Neurovascular coupling: insights from multi-modal dynamic causal modelling of fMRI and MEG
Amirhossein Jafarian, Vladimir Litvak, Hayriye Cagnan, Karl J., Friston, Peter Zeidman

TL;DR
This paper introduces a Bayesian multi-modal framework combining fMRI and MEG data to investigate neurovascular coupling mechanisms in the human brain, allowing for model comparison and hypothesis testing.
Contribution
It presents a novel Bayesian fusion approach for jointly modeling fMRI and MEG data to infer neurovascular coupling mechanisms and their region-specific characteristics.
Findings
Neuronal activity influences BOLD signals instantaneously.
Neurovascular coupling mechanisms vary across brain regions.

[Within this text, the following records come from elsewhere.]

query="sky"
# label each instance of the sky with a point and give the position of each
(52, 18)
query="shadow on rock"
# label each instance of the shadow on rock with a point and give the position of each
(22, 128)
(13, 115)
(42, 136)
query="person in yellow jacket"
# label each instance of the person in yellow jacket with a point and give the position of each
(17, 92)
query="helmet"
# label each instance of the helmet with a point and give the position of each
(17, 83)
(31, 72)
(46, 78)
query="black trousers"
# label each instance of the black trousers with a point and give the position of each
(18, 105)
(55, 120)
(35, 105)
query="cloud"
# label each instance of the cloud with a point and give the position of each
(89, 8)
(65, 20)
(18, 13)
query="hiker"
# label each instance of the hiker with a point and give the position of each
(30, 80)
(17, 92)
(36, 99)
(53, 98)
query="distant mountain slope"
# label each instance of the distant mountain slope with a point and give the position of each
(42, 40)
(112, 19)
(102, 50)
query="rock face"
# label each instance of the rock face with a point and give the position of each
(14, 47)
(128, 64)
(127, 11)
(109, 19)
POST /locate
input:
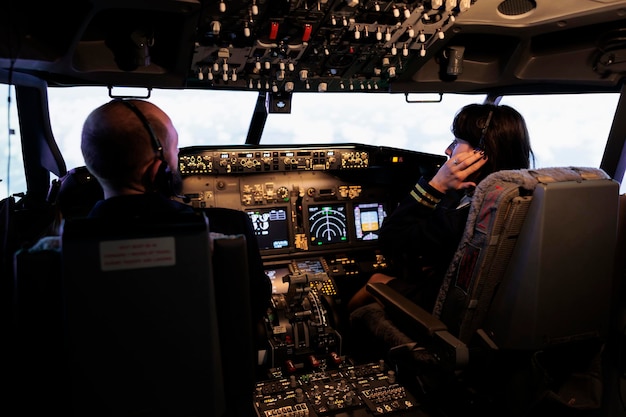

The method effectively distinguishes between different neurovascular models.
Abstract
This technical note presents a framework for investigating the underlying mechanisms of neurovascular coupling in the human brain using multi-modal magnetoencephalography (MEG) and functional magnetic resonance (fMRI) neuroimaging data. This amounts to estimating the evidence for several biologically informed models of neurovascular coupling using variational Bayesian methods and selecting the most plausible explanation using Bayesian model comparison. First, fMRI data is used to localise active neuronal sources. The coordinates of neuronal sources are then used as priors in the specification of a DCM for MEG, in order to estimate the underlying generators of the electrophysiological responses. The ensuing estimates of neuronal parameters are used to generate neuronal drive functions, which model the pre or post synaptic responses to each experimental condition in the fMRI paradigm.…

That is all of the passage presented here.